Sten grinned and slid the untouched stregg over to Kilgour. "Then I'll be saying good night, Laird Kilgour. I'm retiring to meditate on the sudden benefits of old warrior-hood."

"Aye. An' Ah'll be thinkin't, i' m' celibate mis'ry, ae whae nastiness com't next."

The next nastiness, not surprisingly, was provided by the charming beings of the Altaics and was far bigger than a bugged weapon in some death squad's possession.

Admiral Mason, even more grim-faced than usual, informed Sten of the events. There had been little for him or the Victory to do of late-praise some benevolent godlet who must have gotten lost and passed through the Altaic Cluster-and so Sten had ordered Mason to assign his ships out to various ELINT duties through the cluster.

Mason had objected, mostly because it was Sten doing the ordering, but had shut up when Sten pointed out that he trusted absolutely no one here in the Altaics including the embassy's own intelligence sources and staff-who, if they had been efficient, certainly should have filed earlier warnings on what had happened.

Mason reported formally, requesting permission to speak to Sten alone. Sten ran a secretary, a code clerk, and his protocol chief out, and sealed the office from all electronic surveillance. This sealing automatically alerted Kilgour to eavesdrop from his office next door.

Mason, without preamble, set up a small viewer and keyed it on. A holograph formed on Sten's desk. It showed the barricades set up at the main entrance to Pooshkan University, the students manning them, and then the students being attacked. The livie, blurry and short, purportedly had been made by a tourist from another world whose cab had gotten lost and ended in the middle of the melee. The livie was a forgery, of course-it did not show the armor that the military had used in smashing the students, and the attackers now wore plain coveralls rather than issue army uniforms.

"You have seen this?" Mason said.

"I have. Once an hour for the last week on every pirate broadcast around."

"Version B," Mason said, and dropped in another fiche.

The same scene, except this time there weren't many humanoids at the university. Now, the barricades were manned by Suzdal pups—and the attackers were Bogazi.

"Wonderful," Sten said. "Where'd you get this version?"

"As per your orders, I punted the San Jacinto out to run a bigear between the Suzdal and Bogazi. They picked this up on an open broadbeam that any of the Bogazi worlds could pick up."

"Would you care to bet," Sten said, "that if the San Jacinto had waited around for a while it could've snared the same livie, but with the Bogazi as victims?"
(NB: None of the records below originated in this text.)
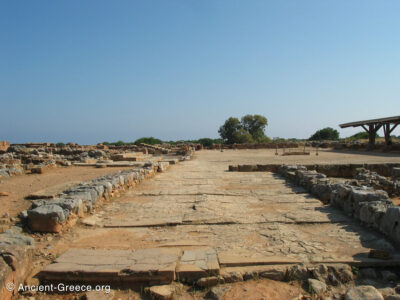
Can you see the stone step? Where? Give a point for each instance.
(114, 267)
(233, 260)
(124, 267)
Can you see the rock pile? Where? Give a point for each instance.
(372, 207)
(52, 215)
(373, 179)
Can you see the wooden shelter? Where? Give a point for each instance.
(372, 127)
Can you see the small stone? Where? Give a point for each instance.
(98, 295)
(379, 254)
(161, 292)
(367, 273)
(208, 281)
(388, 276)
(387, 291)
(363, 292)
(232, 277)
(321, 273)
(217, 292)
(317, 286)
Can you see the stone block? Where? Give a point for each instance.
(46, 218)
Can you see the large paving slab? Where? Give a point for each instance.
(244, 219)
(113, 266)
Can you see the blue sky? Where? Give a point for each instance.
(91, 71)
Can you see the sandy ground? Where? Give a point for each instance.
(18, 187)
(267, 156)
(266, 215)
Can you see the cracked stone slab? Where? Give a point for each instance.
(229, 259)
(113, 266)
(197, 263)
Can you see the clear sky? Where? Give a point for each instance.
(91, 71)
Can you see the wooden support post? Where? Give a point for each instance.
(372, 130)
(387, 130)
(372, 133)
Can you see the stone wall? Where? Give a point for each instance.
(16, 251)
(373, 208)
(52, 215)
(331, 170)
(4, 145)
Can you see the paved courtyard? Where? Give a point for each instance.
(213, 218)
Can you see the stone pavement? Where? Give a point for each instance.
(210, 219)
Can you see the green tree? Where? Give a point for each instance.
(361, 135)
(242, 136)
(255, 125)
(229, 130)
(327, 133)
(148, 140)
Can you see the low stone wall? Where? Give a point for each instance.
(336, 170)
(4, 145)
(391, 186)
(373, 208)
(16, 252)
(52, 215)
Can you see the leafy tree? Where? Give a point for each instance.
(327, 133)
(255, 125)
(119, 143)
(361, 135)
(242, 136)
(206, 142)
(148, 140)
(229, 129)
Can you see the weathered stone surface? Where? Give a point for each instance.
(231, 260)
(390, 223)
(198, 263)
(207, 282)
(161, 292)
(16, 252)
(317, 286)
(218, 292)
(363, 292)
(114, 266)
(46, 218)
(388, 276)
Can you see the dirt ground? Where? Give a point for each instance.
(18, 187)
(254, 215)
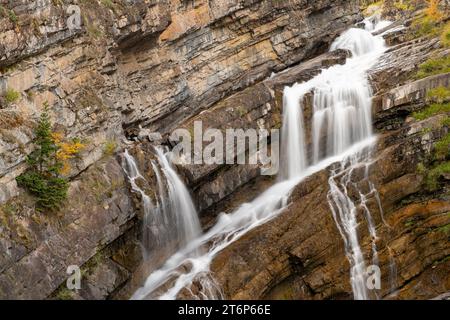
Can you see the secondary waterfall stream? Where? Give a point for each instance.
(341, 135)
(172, 217)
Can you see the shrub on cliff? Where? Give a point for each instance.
(44, 178)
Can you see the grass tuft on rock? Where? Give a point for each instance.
(435, 108)
(433, 67)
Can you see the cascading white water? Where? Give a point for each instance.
(173, 219)
(341, 129)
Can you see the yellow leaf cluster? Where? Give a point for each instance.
(433, 11)
(67, 150)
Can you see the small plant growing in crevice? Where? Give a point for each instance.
(46, 164)
(10, 96)
(438, 95)
(433, 67)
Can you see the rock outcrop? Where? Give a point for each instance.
(130, 65)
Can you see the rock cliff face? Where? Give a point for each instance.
(136, 65)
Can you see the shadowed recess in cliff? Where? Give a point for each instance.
(342, 103)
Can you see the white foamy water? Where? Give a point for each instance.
(341, 133)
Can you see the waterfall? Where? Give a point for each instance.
(170, 219)
(341, 133)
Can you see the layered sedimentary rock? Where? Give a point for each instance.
(131, 64)
(300, 254)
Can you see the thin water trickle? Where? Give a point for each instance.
(171, 217)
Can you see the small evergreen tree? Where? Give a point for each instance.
(43, 178)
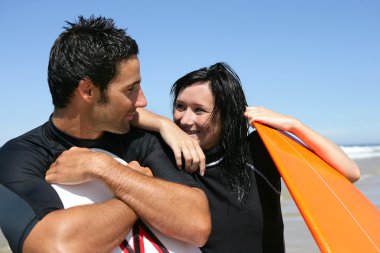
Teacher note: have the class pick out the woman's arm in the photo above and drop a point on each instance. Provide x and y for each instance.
(323, 147)
(182, 144)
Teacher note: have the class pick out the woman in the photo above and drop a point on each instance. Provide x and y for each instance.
(240, 180)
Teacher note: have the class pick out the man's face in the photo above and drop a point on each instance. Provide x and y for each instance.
(124, 95)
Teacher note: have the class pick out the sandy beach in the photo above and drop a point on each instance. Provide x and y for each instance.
(297, 236)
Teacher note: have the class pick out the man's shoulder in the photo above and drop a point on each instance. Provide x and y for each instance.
(31, 137)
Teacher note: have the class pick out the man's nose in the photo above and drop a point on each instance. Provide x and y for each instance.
(141, 100)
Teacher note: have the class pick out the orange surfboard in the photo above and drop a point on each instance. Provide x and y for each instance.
(338, 215)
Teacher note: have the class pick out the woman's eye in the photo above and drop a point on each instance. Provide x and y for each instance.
(179, 107)
(199, 111)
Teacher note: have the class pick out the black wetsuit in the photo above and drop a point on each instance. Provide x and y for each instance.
(256, 226)
(25, 196)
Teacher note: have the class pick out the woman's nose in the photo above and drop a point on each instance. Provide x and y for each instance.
(187, 118)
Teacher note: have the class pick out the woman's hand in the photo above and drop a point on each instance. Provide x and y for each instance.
(184, 147)
(323, 147)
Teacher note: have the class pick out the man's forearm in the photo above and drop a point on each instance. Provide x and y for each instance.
(176, 210)
(90, 228)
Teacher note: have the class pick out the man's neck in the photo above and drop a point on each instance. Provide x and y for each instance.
(74, 124)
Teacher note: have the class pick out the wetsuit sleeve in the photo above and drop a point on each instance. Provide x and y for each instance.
(25, 196)
(150, 151)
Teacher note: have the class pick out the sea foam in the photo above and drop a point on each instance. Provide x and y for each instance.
(361, 151)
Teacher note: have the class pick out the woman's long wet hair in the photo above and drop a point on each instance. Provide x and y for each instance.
(230, 104)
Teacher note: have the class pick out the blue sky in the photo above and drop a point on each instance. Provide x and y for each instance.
(318, 61)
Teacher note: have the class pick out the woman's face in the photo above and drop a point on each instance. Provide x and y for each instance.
(192, 113)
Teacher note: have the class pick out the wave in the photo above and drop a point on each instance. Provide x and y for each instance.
(361, 151)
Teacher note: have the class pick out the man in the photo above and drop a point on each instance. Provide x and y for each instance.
(94, 79)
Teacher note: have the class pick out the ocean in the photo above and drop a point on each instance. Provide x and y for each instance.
(297, 236)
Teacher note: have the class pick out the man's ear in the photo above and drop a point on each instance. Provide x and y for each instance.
(86, 89)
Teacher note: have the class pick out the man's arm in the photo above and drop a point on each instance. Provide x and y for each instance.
(91, 228)
(182, 144)
(176, 210)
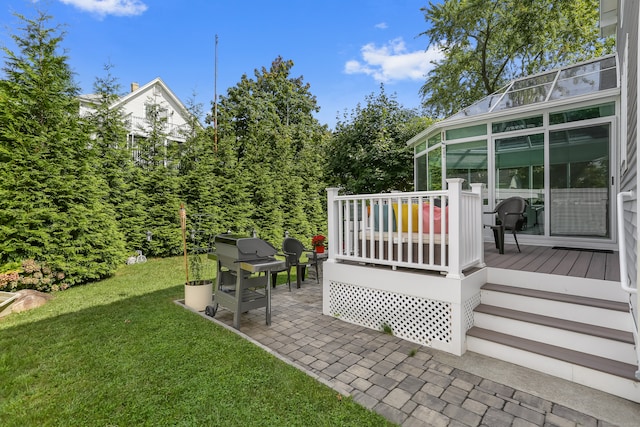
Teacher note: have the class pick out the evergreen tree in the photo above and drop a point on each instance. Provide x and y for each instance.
(268, 123)
(115, 161)
(54, 208)
(158, 184)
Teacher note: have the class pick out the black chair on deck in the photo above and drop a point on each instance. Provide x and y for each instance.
(510, 216)
(293, 250)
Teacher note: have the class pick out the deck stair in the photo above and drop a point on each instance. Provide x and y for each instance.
(584, 339)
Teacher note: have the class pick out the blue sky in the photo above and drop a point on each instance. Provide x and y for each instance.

"No bet. Sir." The San Jacinto was another of Sten's secret advantages—the destroyer was brand new, named after the spy ship that had been the first Imperial warship officially destroyed by the Tahn. The DD consisted of weapons, engines, and sensors, and in fact was only marginally more liveable if vastly larger version of a tacship.

"So everybody's propaganda machine has turbochargers on," Sten said. "How long until the crusade starts will be—oh. You have more."
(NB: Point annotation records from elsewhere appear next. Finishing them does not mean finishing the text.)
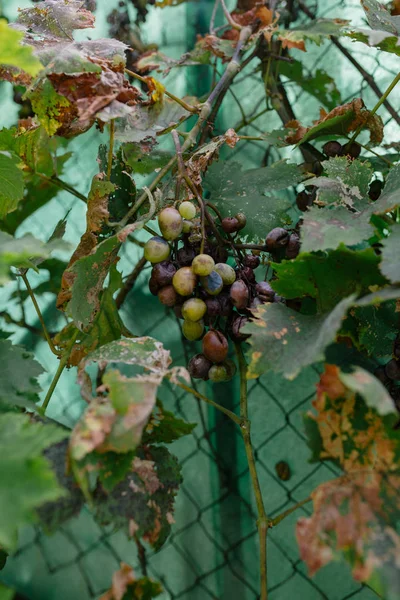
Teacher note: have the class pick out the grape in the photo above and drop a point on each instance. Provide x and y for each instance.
(375, 189)
(167, 296)
(239, 294)
(277, 238)
(332, 148)
(215, 346)
(184, 281)
(264, 291)
(237, 324)
(293, 247)
(163, 272)
(230, 224)
(218, 373)
(252, 261)
(194, 309)
(185, 256)
(187, 210)
(192, 330)
(392, 369)
(242, 220)
(156, 250)
(170, 223)
(202, 265)
(199, 366)
(226, 272)
(212, 284)
(187, 226)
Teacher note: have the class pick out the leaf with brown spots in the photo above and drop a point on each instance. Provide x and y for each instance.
(355, 515)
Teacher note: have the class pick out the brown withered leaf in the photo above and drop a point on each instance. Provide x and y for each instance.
(341, 120)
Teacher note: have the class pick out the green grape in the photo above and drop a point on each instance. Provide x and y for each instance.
(192, 330)
(194, 309)
(170, 223)
(187, 210)
(213, 283)
(226, 272)
(203, 264)
(218, 373)
(184, 281)
(156, 249)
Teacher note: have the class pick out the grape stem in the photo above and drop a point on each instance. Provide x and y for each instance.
(263, 522)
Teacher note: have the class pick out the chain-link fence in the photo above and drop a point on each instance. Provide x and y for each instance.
(213, 549)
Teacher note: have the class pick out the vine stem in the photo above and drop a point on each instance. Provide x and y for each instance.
(38, 312)
(377, 105)
(263, 521)
(63, 363)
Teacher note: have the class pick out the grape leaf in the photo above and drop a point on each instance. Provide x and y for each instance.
(20, 371)
(26, 480)
(329, 227)
(234, 190)
(285, 341)
(11, 183)
(13, 53)
(143, 503)
(125, 585)
(328, 277)
(355, 515)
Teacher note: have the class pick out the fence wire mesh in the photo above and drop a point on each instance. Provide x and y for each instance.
(213, 549)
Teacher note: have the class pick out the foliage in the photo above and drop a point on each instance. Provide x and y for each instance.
(229, 252)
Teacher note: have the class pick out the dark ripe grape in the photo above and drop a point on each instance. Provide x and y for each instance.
(293, 247)
(163, 273)
(230, 224)
(213, 307)
(247, 274)
(167, 296)
(242, 219)
(352, 149)
(199, 367)
(277, 238)
(332, 148)
(225, 305)
(239, 294)
(185, 256)
(153, 286)
(215, 346)
(203, 265)
(252, 261)
(212, 284)
(218, 373)
(375, 189)
(236, 334)
(303, 201)
(170, 223)
(392, 370)
(264, 291)
(381, 374)
(226, 272)
(156, 249)
(184, 281)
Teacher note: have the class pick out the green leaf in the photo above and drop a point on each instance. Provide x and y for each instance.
(371, 389)
(144, 502)
(328, 277)
(329, 227)
(26, 480)
(13, 53)
(285, 341)
(321, 85)
(233, 190)
(20, 371)
(11, 183)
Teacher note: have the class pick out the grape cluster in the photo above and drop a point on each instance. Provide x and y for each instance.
(212, 297)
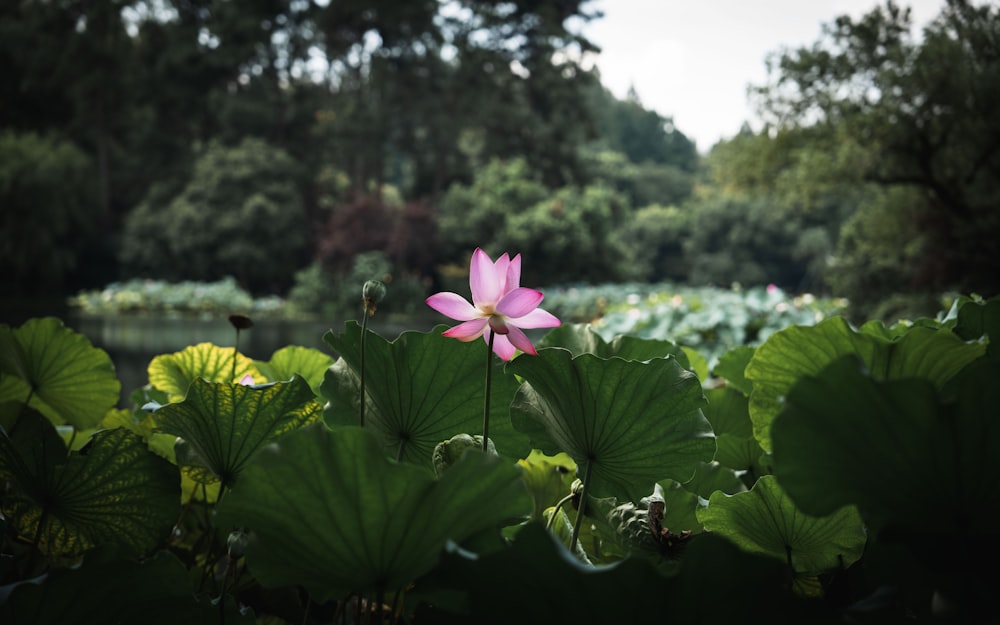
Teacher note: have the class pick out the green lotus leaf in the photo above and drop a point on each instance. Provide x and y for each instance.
(294, 360)
(797, 351)
(729, 415)
(895, 449)
(712, 477)
(422, 388)
(634, 423)
(978, 319)
(548, 479)
(764, 520)
(581, 338)
(58, 371)
(331, 513)
(174, 373)
(114, 491)
(104, 589)
(223, 425)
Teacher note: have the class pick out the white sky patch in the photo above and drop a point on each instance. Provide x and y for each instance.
(693, 61)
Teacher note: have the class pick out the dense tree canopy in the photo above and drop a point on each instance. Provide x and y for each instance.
(913, 113)
(419, 130)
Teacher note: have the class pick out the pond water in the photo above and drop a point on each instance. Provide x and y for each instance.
(133, 341)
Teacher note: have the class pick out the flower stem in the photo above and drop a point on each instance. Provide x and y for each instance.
(489, 386)
(580, 509)
(236, 351)
(364, 328)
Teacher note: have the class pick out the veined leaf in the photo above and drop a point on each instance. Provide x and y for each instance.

Mason did—but this was far too touchy for anything other than verbal from the San Jacinto's captain to Mason and thence to Sten.
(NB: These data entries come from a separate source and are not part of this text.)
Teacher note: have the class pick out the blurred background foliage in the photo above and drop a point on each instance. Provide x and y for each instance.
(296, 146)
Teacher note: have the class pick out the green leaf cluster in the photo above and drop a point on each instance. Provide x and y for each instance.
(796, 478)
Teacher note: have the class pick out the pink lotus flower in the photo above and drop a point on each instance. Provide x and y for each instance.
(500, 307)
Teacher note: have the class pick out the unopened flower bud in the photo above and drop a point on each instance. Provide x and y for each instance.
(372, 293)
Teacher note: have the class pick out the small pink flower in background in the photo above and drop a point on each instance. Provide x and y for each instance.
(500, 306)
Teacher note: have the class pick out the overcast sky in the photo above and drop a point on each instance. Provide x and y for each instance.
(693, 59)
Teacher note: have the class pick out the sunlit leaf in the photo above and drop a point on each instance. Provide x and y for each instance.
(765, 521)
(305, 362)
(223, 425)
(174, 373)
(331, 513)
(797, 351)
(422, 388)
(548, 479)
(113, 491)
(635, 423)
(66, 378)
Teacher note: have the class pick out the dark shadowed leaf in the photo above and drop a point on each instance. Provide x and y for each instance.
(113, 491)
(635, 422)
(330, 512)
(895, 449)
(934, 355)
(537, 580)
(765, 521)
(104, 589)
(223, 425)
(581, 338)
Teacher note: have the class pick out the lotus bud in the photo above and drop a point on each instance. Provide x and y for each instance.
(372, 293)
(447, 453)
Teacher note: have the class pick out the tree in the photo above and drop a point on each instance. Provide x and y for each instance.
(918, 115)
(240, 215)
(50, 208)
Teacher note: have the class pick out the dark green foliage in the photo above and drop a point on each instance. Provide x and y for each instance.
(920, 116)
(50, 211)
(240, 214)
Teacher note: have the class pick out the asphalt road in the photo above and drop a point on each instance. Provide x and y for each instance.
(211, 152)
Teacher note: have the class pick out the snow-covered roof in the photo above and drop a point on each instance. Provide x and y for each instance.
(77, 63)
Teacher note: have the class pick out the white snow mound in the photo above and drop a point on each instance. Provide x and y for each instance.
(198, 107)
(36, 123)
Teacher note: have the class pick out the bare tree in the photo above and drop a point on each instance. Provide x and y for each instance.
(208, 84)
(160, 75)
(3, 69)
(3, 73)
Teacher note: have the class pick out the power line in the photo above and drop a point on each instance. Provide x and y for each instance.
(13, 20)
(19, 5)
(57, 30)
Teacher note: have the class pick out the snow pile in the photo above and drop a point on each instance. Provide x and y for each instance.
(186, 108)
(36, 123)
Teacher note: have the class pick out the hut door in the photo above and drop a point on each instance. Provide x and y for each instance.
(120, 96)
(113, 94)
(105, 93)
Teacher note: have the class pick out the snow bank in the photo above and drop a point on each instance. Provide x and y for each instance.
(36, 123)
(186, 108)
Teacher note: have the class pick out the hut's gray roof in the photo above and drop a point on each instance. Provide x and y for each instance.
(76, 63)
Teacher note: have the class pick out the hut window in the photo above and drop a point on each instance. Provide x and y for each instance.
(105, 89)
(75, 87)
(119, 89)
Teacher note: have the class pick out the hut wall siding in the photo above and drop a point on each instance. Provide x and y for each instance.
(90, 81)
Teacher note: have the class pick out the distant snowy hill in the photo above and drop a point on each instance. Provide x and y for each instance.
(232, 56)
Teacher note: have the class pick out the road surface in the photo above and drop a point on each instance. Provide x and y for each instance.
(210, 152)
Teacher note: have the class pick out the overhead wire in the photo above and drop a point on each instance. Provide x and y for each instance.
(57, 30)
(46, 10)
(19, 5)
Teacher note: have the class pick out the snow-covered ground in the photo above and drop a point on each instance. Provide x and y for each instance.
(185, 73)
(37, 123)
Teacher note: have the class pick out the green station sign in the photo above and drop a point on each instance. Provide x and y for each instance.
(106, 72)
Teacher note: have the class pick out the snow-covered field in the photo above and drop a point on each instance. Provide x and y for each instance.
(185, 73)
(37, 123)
The jihad was already under way. Two full Suzdal fleets—one the official fleet that the Khaqan had permitted for "local security," the second a ragtag of armed transports, smugglers, and perimeter patrols—were assembling.

Amid the intership and -system raving, the Imperial ship's analysts had determined the target. The Suzdal proposed nothing less than a full destruction raid on the Bogazi's capital world. The cancer must be excised to its roots, no matter the cost on either side. The Bogazi had, for far too long, been allowed to...

"Allowed to attack, burn, chop, destroy, eviscerate, et cetera, et cetera, et cetera," Sten said. "And of course the equally levelheaded and pragmatic Bogazi are massing to defend their realm.

"The defense, once it is successful, will become a to-the-last-fowl attack on the vile hounds of Suzdal, correct?"

"Yes, sir."

"This job gets more and more pleasurable by the minute. Kilgour. In with you."

Alex, without bothering to explain, was through the door.